Perspective of Software Engineering Researchers on Machine Learning Practices Regarding Research, Review, and Education
Anamaria Mojica-Hanke, David Nader Palacio, Denys Poshyvanyk, Mario Linares-Vásquez, Steffen Herbold
TL;DR
The paper probes how SE researchers view and apply ML in SE, addressing gaps left by practitioner-focused work. Through grounded-theory analysis of SE articles, author surveys, and expert interviews, it uncovers prevalent data handling, model training, and evaluation practices, while revealing underutilized areas such as hyperparameter tuning and human-in-the-loop evaluation.
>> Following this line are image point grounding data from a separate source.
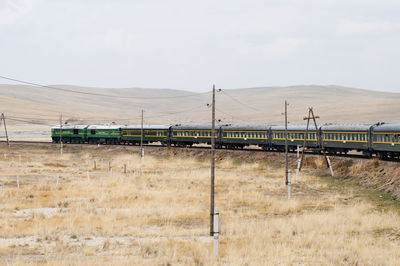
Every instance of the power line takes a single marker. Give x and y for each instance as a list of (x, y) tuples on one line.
[(100, 94)]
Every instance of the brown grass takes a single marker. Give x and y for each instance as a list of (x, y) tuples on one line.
[(157, 213)]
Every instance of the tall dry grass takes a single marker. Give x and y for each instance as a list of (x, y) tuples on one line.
[(158, 213)]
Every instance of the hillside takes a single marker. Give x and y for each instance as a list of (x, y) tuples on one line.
[(334, 104)]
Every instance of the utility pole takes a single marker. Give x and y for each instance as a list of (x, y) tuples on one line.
[(286, 148), (314, 118), (61, 151), (212, 163), (141, 139), (3, 118)]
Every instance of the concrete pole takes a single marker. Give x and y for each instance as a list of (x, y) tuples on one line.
[(212, 163)]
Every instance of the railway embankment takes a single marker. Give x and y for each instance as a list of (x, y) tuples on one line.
[(382, 176)]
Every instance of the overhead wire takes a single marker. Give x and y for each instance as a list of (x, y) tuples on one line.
[(101, 94)]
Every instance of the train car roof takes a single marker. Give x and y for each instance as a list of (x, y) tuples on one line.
[(193, 127), (346, 127), (294, 128), (245, 127), (387, 127), (68, 126), (146, 127), (104, 126)]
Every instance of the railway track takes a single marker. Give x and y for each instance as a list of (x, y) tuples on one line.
[(352, 155)]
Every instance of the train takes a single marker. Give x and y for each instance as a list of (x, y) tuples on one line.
[(380, 139)]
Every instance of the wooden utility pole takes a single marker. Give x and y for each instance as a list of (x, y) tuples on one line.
[(61, 151), (286, 148), (212, 163), (3, 119), (141, 139), (310, 116)]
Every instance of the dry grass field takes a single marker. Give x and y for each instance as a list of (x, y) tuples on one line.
[(66, 212)]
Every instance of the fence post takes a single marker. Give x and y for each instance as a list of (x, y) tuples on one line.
[(289, 184), (216, 233)]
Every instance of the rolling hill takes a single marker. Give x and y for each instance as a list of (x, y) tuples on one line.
[(32, 108)]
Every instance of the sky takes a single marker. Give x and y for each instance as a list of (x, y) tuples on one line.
[(191, 45)]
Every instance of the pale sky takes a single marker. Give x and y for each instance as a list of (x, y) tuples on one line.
[(192, 44)]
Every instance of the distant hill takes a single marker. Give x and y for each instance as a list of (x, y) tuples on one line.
[(334, 104)]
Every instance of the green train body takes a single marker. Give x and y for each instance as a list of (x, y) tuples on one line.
[(104, 134), (386, 140), (379, 139), (344, 138), (295, 137), (189, 135), (240, 136), (131, 134), (69, 133)]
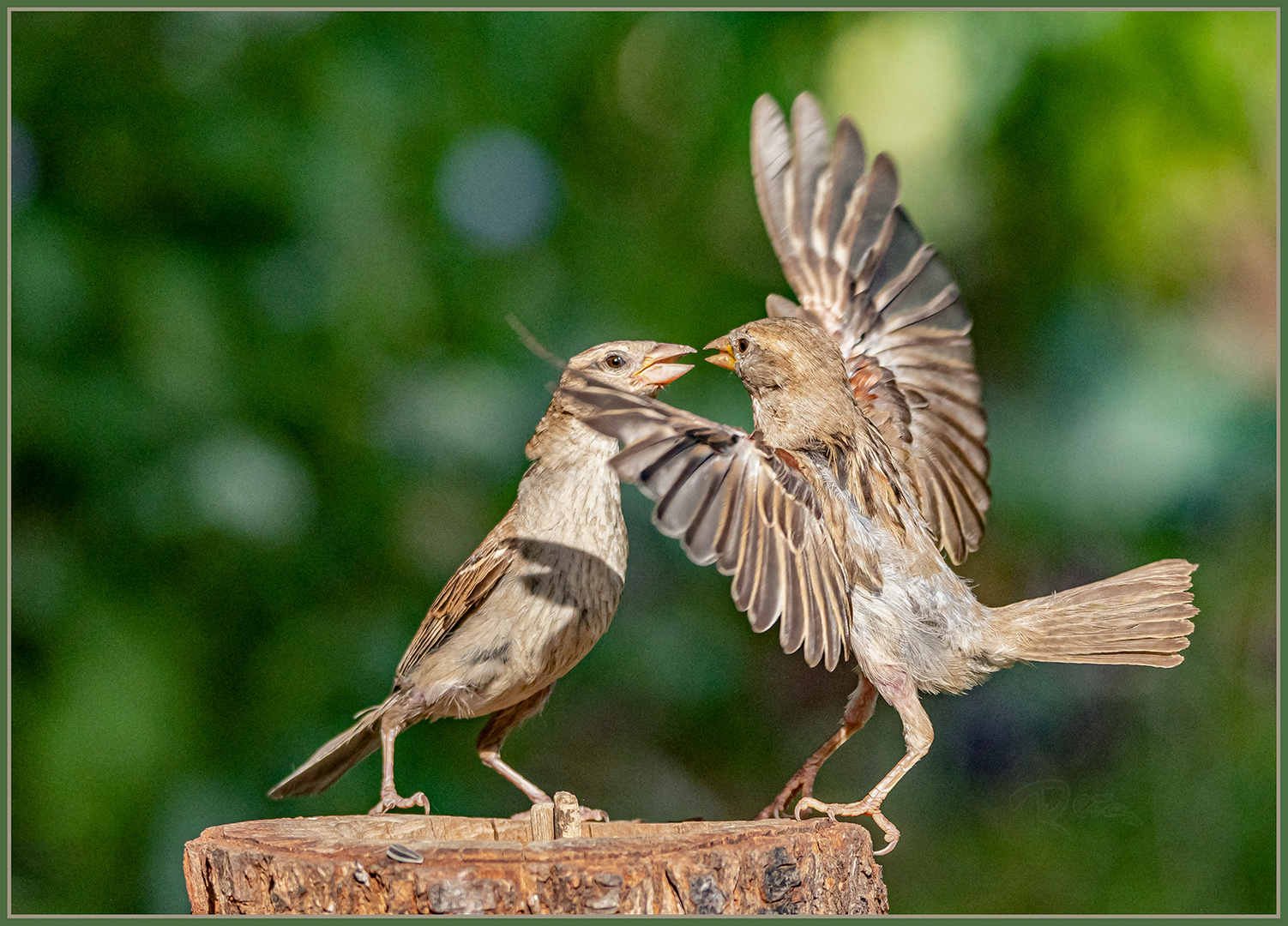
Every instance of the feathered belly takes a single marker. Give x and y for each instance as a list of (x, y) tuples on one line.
[(924, 621), (533, 628)]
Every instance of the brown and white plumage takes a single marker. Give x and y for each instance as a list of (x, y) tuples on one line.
[(821, 471), (527, 605), (862, 274)]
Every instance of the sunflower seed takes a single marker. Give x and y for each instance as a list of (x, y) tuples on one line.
[(400, 853)]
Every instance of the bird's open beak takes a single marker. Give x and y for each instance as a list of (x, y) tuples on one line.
[(657, 371), (725, 357)]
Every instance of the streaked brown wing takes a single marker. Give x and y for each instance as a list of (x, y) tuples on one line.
[(731, 502), (464, 592), (862, 272)]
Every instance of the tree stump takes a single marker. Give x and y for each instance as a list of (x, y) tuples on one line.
[(408, 863)]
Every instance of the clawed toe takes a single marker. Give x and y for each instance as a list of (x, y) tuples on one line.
[(861, 809), (392, 802)]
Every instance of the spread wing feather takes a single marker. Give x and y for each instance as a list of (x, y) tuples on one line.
[(861, 271), (734, 502)]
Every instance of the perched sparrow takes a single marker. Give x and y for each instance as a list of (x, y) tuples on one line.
[(527, 605), (867, 459)]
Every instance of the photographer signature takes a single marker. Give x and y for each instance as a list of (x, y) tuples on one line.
[(1050, 799)]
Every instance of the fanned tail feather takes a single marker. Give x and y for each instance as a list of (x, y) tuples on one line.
[(336, 756), (1138, 618)]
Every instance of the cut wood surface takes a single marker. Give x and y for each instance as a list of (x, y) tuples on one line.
[(411, 863)]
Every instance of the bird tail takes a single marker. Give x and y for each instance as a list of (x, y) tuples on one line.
[(1138, 618), (336, 756)]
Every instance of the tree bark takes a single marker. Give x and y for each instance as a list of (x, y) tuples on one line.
[(346, 864)]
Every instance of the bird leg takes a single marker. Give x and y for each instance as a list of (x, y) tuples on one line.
[(389, 799), (494, 734), (857, 713), (898, 689)]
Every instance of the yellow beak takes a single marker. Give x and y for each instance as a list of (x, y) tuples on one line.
[(656, 371), (725, 357)]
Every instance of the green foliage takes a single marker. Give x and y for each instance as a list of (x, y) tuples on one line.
[(266, 400)]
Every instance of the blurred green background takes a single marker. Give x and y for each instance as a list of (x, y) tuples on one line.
[(266, 400)]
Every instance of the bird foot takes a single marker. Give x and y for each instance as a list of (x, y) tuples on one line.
[(803, 782), (389, 800), (864, 808)]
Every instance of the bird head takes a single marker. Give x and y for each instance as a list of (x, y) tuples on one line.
[(792, 370), (641, 367)]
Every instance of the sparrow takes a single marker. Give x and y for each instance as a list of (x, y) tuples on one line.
[(527, 604), (867, 460)]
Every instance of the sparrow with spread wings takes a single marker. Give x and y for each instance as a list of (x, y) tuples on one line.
[(867, 459), (527, 605)]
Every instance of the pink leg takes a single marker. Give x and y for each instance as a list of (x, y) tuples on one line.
[(389, 799), (494, 734), (857, 713), (898, 689)]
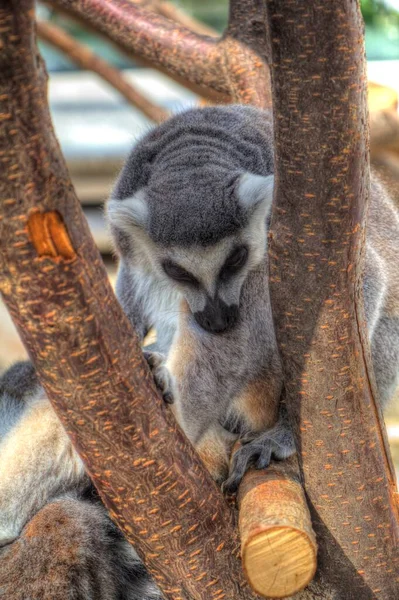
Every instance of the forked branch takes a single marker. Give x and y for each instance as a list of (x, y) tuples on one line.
[(85, 58)]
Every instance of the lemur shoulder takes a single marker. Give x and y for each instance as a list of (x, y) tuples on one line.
[(189, 216)]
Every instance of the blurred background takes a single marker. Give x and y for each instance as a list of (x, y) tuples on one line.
[(97, 125)]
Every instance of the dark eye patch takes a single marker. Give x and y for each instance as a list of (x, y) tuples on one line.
[(234, 262), (177, 273)]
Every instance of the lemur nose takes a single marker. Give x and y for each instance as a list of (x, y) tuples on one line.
[(217, 317)]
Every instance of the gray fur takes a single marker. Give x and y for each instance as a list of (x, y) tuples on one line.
[(200, 174)]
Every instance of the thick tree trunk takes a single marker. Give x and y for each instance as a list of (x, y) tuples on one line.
[(88, 357), (85, 58), (317, 247)]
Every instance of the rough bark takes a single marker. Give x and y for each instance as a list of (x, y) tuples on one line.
[(86, 354), (317, 247), (232, 68), (86, 59)]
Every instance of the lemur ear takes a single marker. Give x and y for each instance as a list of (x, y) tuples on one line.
[(255, 193), (128, 213)]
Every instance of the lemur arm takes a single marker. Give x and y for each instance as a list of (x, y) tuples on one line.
[(37, 459), (132, 301)]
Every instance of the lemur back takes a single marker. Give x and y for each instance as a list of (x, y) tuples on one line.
[(189, 216)]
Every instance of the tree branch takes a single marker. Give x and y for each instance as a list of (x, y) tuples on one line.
[(86, 59), (87, 356), (317, 247)]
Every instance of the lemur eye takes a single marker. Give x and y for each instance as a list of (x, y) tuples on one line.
[(177, 273), (234, 262)]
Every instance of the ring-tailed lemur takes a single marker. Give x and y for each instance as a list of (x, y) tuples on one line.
[(189, 217)]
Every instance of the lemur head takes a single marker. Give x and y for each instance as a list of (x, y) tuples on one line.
[(196, 220)]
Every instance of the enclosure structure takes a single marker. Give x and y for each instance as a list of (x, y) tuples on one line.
[(56, 289)]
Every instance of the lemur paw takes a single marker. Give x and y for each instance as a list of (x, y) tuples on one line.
[(162, 377), (276, 443)]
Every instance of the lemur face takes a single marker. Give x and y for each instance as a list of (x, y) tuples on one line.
[(211, 279), (208, 276)]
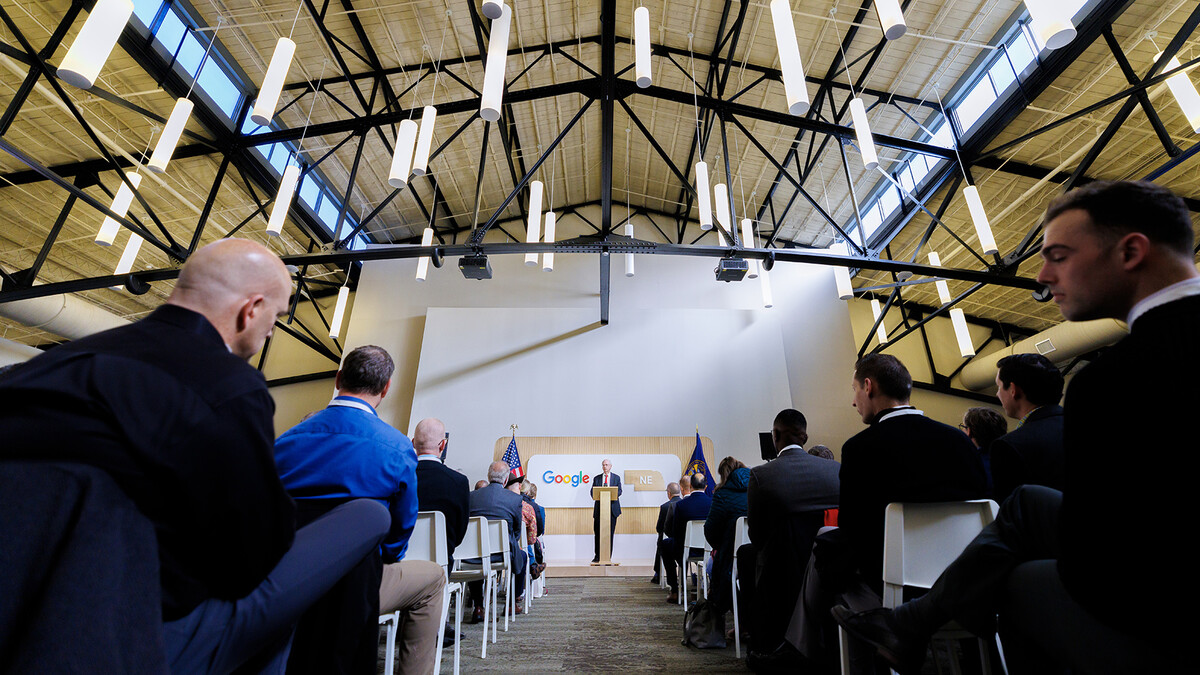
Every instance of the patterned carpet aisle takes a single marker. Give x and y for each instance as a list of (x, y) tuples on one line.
[(593, 625)]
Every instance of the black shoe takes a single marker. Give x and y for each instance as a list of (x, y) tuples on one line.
[(877, 628)]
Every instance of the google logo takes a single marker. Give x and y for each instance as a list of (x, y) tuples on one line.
[(550, 477)]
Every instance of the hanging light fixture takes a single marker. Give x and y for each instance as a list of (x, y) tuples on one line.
[(880, 332), (335, 324), (402, 157), (642, 46), (95, 42), (863, 131), (790, 58), (1185, 93), (423, 263), (493, 73), (533, 227), (979, 216), (891, 18), (424, 139), (547, 258), (120, 205), (273, 82), (283, 199), (1050, 22)]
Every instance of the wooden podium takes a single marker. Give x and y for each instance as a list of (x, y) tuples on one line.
[(605, 496)]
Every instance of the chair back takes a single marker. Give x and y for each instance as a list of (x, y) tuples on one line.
[(921, 539)]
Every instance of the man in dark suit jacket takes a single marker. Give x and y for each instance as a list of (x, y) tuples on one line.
[(1059, 566), (693, 507), (497, 502), (1030, 387), (785, 507), (612, 481), (672, 497)]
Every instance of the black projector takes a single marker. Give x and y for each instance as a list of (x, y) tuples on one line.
[(475, 267), (731, 269)]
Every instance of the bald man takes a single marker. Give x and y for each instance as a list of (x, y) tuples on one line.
[(169, 410)]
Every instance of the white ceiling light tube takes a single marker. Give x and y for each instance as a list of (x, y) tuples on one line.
[(402, 157), (273, 82), (748, 243), (424, 139), (120, 207), (702, 196), (642, 46), (891, 18), (335, 324), (282, 201), (795, 88), (979, 216), (497, 59), (547, 258), (423, 263), (95, 42), (171, 133), (1050, 22), (1185, 93), (863, 131), (533, 226)]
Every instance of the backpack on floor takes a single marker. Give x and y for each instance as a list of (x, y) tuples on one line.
[(703, 627)]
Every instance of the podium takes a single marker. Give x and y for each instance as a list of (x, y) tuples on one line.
[(605, 496)]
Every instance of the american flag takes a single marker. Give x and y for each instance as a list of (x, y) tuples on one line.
[(513, 459)]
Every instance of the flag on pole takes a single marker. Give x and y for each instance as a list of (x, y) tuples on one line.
[(697, 465), (513, 458)]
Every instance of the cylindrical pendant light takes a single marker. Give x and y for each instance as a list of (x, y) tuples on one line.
[(273, 83), (983, 228), (1185, 93), (423, 263), (424, 139), (891, 18), (282, 201), (120, 207), (863, 131), (533, 226), (547, 258), (702, 196), (95, 42), (402, 159), (880, 332), (748, 243), (171, 133), (497, 59), (795, 88), (492, 9), (1050, 22), (629, 257), (335, 324), (642, 46)]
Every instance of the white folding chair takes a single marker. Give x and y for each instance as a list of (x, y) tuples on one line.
[(475, 544), (694, 538), (741, 538), (919, 541)]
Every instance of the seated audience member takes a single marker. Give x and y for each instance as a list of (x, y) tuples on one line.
[(660, 526), (786, 500), (1068, 591), (495, 501), (901, 457), (693, 507), (168, 413), (983, 426), (346, 452), (1029, 386), (729, 505)]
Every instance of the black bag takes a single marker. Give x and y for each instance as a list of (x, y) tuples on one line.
[(703, 627)]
It also identifies gaps in guidelines for reviewing ML-in-SE work and for teaching ML to SE audiences, emphasizing non-functional properties and qualitative assessments. The findings suggest a need for SE-specific guidelines, broader teaching approaches, and greater emphasis on underrepresented practices to bridge the gap between declared best practices and actual usage. Overall, the study offers a multi-perspective view that can inform guidelines, pedagogy, and future research in ML4SE and SE4ML.
Abstract
Context: Machine Learning (ML) significantly impacts Software Engineering (SE), but studies mainly focus on practitioners, neglecting researchers. This overlooks practices and challenges in teaching, researching, or reviewing ML applications in SE. Objective: This study aims to contribute to the knowledge, about the synergy between ML and SE from the perspective of SE researchers, by providing insights into the practices followed when researching, teaching, and reviewing SE studies that apply ML. Method: We analyzed SE researchers familiar with ML or who authored SE articles using ML, along with the articles themselves. We examined practices, SE tasks addressed with ML, challenges faced, and reviewers' and educators' perspectives using grounded theory coding and qualitative analysis. Results: We found diverse practices focusing on data collection, model training, and evaluation. Some recommended practices (e.g., hyperparameter tuning) appeared in less than 20\% of literature. Common challenges involve data handling, model evaluation (incl. non-functional properties), and involving human expertise in evaluation. Hands-on activities are common in education, though traditional methods persist. Conclusion: Despite accepted practices in applying ML to SE, significant gaps remain. By enhancing guidelines, adopting diverse teaching methods, and emphasizing underrepresented practices, the SE community can bridge these gaps and advance the field.